IDENTIFYING INSTRUCTIONAL CONTENT FOR PROJECT-BASED LEARNING IN SCIENCE, TECHNOLOGY, ENGINEERING, AND MATHEMATICS (STEM) FOR ELEMENTARY EDUCATION
University of Georgia (UNITED STATES)
About this paper:
Appears in: EDULEARN13 Proceedings
Publication year: 2013
Page: 3699 (abstract only)
Conference name: 5th International Conference on Education and New Learning Technologies
Dates: 1-3 July, 2013
Location: Barcelona, Spain
Abstract:Research related to science, technology, engineering, and mathematics (STEM) instruction and learning is currently a very promising area of inquiry in the US. One reason is score comparisons on international assessments such as that administered by the Program for International Student Assessment (PISA). In many other parts of the world performance has been good in mathematics and science on standardized assessments like the PISA. The perception in the US is that scores on these types of assessments has been declining over time. Much of the focus on STEM in the US has been driven by concerns about global competitiveness of students, but the resulting move toward integrated STEM has the potential to provide US learners with superior mastery of critical competencies that move beyond memorization of facts and formulas. By cultivating abilities to innovate, to deal with open-ended problem solving, to work with interdisciplinary teams and to analyze the advantages and disadvantages of an array of possibilities, US students who participate in integrated STEM education will achieve real advantages as they seek success in the 21st century global workforce.

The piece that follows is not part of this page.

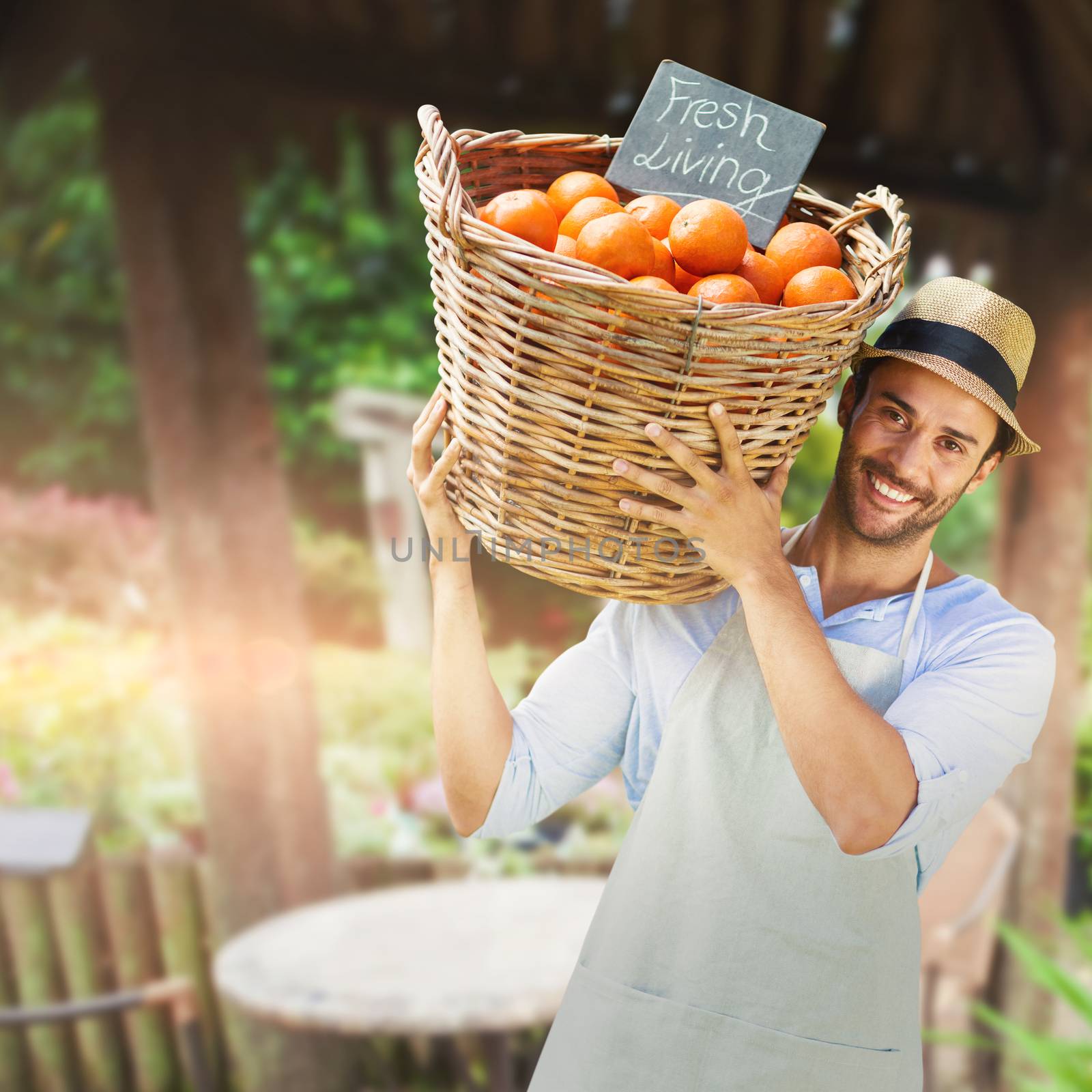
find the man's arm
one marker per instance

At the University of Georgia (UGA), a course in integrated STEM is provided to pre-service elementary education majors. The course, Creative Activities for Teachers, is offered in two sections of 20 students each during the fall and spring semesters and once during the summer. Within the curriculum of the Creative Activities class there is considerable flexibility. To maximize its impact, however, a research project is being undertaken to evaluate what content in mathematics, what content in science, and what content in technology students taking the class are most deficient in. Assessments aligned with the new Common Core Mathematics Standards, the Next Generation Science Standards, and the Standards for Technological Literacy will be used to identify gaps in student content knowledge, and learning activities and instruction in the course will be re-aligned to boost student competencies in these areas.

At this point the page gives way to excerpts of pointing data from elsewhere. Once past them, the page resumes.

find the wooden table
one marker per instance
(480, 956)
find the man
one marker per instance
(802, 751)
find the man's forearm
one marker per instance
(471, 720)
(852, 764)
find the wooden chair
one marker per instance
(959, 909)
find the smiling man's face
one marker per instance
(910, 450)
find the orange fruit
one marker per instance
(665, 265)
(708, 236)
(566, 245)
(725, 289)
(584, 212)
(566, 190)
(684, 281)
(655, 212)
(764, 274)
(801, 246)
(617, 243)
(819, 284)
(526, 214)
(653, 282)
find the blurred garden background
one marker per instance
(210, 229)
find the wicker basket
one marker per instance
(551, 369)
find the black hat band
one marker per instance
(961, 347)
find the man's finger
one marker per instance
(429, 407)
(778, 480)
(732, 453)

Delivery of course content currently is in a face-to-face format but instructional materials include a number of online components and students complete several hands-on activities that involve information system technologies. The combination of STEM content and the inclusion of cutting-edge instructional strategies, some using information technologies, will make the research being conducted especially apropos for the EDULEARN13 audience.
The component of this research proposed for the EDULEARN13 presentation is the science portion of the assessment. This research has been approved by the UGA Institutional Research Board and data will be collected in late March. The Misconceptions-Oriented Standards-Based Assessment Resources for Teachers (MOSART) instrument will be used to collect data. This assessment was developed at Harvard but is available for use in educational research (http://www.cfa.harvard.edu/smgphp/mosart/).
Results will be compiled and analyzed and conclusions and recommendations developed based on the completed research. The EDULEARN13 presentation will cover both the research to identify STEM content as well as the innovative project-based learning activities being used to facilitate instruction related to that content.
Keywords: Science assessment, elementary engineering activities, STEM, project-based learning, online learning resources.